Nearly 200 UC Irvine students and faculty members protested and marched across UCI’s campus last Friday, Jan. 20 as Donald J. Trump was inaugurated 45th President of the United States. During the “J20 Walkout,” students — many of whom left class for the march — gathered between the flagpoles and Langson Library. Despite storm conditions, hundreds marched the entirety of Ring Road, through Ayala Science Library and the Social Sciences Plaza.
The walkout was initially planned as a broad movement encompassing a variety of communities.
“This walkout aims to make clear that we are a broad and diverse union committed to social justice that works to unite and center the needs and demands of many communities, including: immigrants, refugees, undocumented folks, workers, Muslims, poor people, indigenous folks, queer and trans folks, Black folks, Chicanx/Latinx folks, Asian and Pacific Islander folks, Jews, women, survivors of sexual violence, labor activists, people with disabilities, public education activists, civil rights activists and many others,” said organizers on the event’s Facebook page. “In these troubling times, we reiterate that an injury to one is an injury to us all.”

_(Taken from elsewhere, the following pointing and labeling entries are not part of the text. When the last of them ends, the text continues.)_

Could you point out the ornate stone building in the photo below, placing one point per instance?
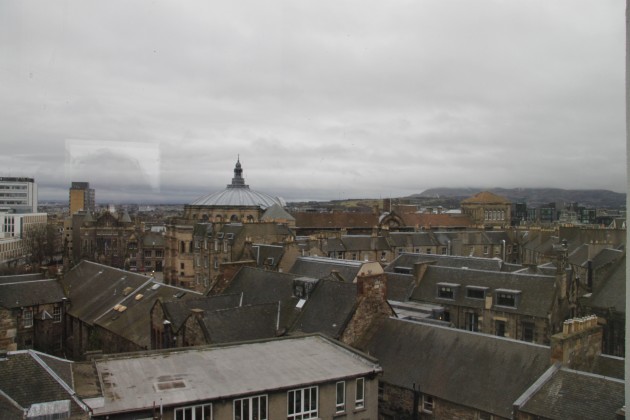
(487, 210)
(237, 204)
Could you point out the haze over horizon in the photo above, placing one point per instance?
(153, 102)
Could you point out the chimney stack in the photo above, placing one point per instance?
(579, 343)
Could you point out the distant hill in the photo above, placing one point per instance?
(534, 196)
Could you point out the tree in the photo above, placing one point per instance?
(41, 242)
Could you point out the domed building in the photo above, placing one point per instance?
(217, 228)
(236, 203)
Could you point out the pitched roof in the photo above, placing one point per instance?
(251, 322)
(471, 369)
(21, 277)
(408, 260)
(276, 212)
(133, 323)
(536, 298)
(209, 372)
(177, 310)
(30, 293)
(570, 394)
(328, 309)
(320, 267)
(611, 292)
(262, 286)
(399, 286)
(94, 289)
(335, 220)
(27, 378)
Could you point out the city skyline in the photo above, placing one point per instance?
(321, 101)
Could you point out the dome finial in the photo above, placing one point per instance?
(238, 181)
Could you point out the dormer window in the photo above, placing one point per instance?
(473, 292)
(507, 297)
(447, 290)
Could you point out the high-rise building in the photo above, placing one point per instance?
(18, 195)
(81, 197)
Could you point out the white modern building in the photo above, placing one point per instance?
(18, 195)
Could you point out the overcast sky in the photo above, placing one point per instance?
(152, 101)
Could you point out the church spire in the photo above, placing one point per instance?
(238, 181)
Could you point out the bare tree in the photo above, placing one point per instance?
(41, 243)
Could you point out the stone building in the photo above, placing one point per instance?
(237, 203)
(487, 210)
(31, 314)
(102, 238)
(294, 378)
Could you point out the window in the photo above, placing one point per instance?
(447, 290)
(253, 408)
(194, 412)
(506, 297)
(360, 393)
(302, 403)
(499, 327)
(475, 293)
(528, 331)
(472, 321)
(28, 318)
(427, 403)
(57, 314)
(340, 404)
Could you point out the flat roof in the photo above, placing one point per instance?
(138, 381)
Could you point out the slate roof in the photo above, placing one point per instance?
(399, 286)
(412, 239)
(27, 379)
(21, 277)
(475, 370)
(262, 286)
(607, 365)
(276, 212)
(178, 310)
(30, 293)
(251, 322)
(570, 394)
(319, 267)
(335, 220)
(153, 239)
(134, 323)
(611, 293)
(329, 308)
(407, 260)
(208, 372)
(267, 255)
(93, 289)
(537, 293)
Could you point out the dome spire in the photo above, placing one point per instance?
(238, 181)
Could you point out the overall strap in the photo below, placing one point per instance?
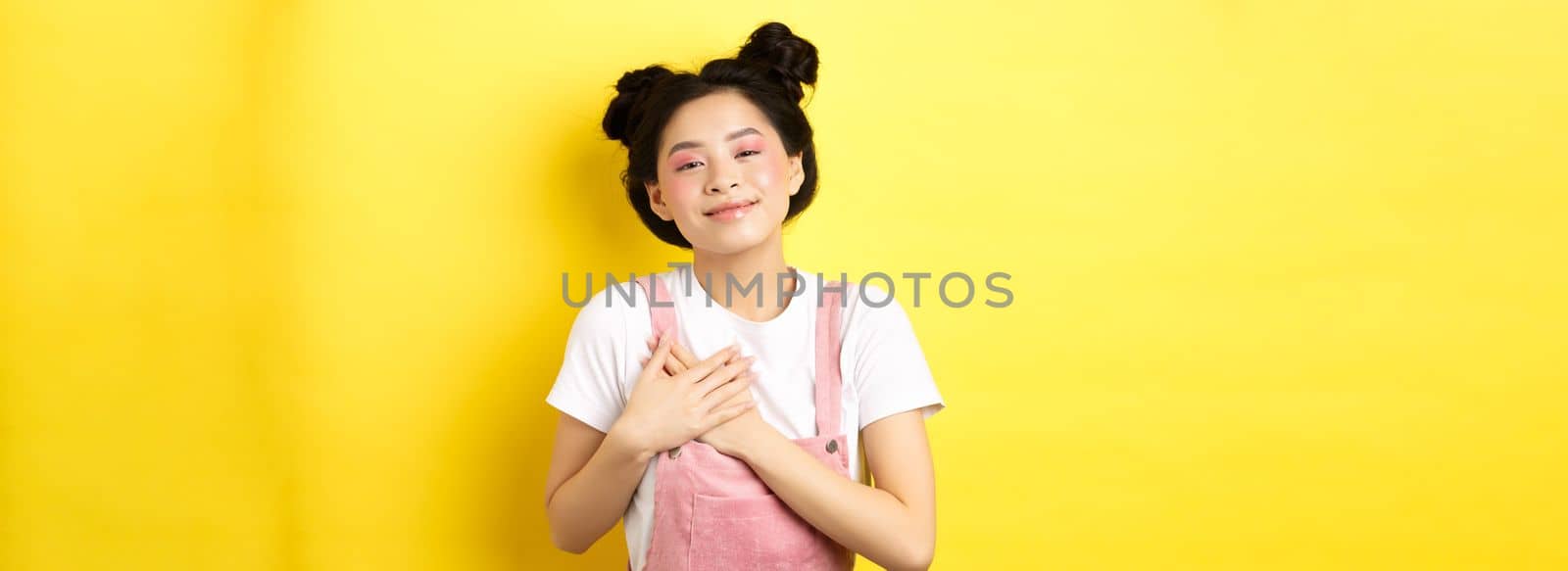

Student marchers held signs printed with slogans such as “MLK, Not KKK,” “Our body, our choice,” and “Tax the rich.” Popular chants ranged from light to serious, including, “Tiny hands, tiny heart, we will fight him from the start,” “No Trump, no KKK, no fascist USA,” and “We reject the president-elect.”
UAW Local 2865, the union which represents UC student workers, helped organize the walkout alongside Movimiento Estudiantil Chicano De Aztlan de UCI, (MEChA) faculty members and graduate students.
Carrying a red banner, union members led the march around campus and gathered later around a group of protesters organized at the flagpoles.
“By taking this direct action, the 16,000 members of UAW Local 2865 acknowledge and refuse to allow their labor to contribute to the military research and production that most directly enables the new administration to follow through with its plans to mandate Muslims to register in a national database, deport undocumented migrants, and bring ‘law and order’ to inner cities,” said union representatives in a press statement. “When Trump discusses these plans, he is talking about utilizing the machinery that is produced as a result of the labor of our members.”
The union also made a list of eleven demands for the UC: “denounce Donald Trump’s government, restore free education, end state policies that enable racial segregation at all levels of education, designate sanctuary school status to protect undocumented members of our community, grow — not cut — independent science funding and support increased federal science funding, fully demilitarize UC campuses, fully divest from toxic UC investments, make the UC budget fully transparent, implement survivor-led process for holding people accountable who commit acts of gender-based and sexual violence, commit to providing free and accessible trans and reproductive healthcare, including abortion access, to students and workers and democratize the Regents.”
“We take action against the Trump administration to declare our noncompliance as long as he is in office,” a union representative said.
The day after UCI’s J20 Walkout, Saturday, Jan. 21, hundreds of UCI students in Orange County and Los Angeles joined more than 2.9 million worldwide participants in the Women’s March, an international peaceful protest denouncing Trump’s presidency and showing solidarity with gender equality, reproductive rights, racial justice, climate justice, LGBT rights and immigrant rights.
UCI College Democrats sent a coalition of approximately 20 students to the Orange County Women’s March, “in solidarity with millions of women across the country.” Hundreds of other UCI students marched in Santa Ana, Laguna Beach and Los Angeles.
Estimated attendance of the Laguna Beach Women’s March totaled more than 1,000, while attendance of the Santa Ana march approached 25,000. The Los Angeles march was one of the largest in the world at 750,000 marchers. Over one million people marched in Washington D.C. and over five million marched around the world.
To sustain the political momentum of the Women’s March, national organizers created a new campaign called “10 Actions for the First 100 Days,” intending to get participants tangibly involved in the American political process by petitioning representatives and supporting progressive causes.
“We work peacefully while recognizing there is no true peace without justice and equity for all,” said march organizers on their website. “Hear our voice.”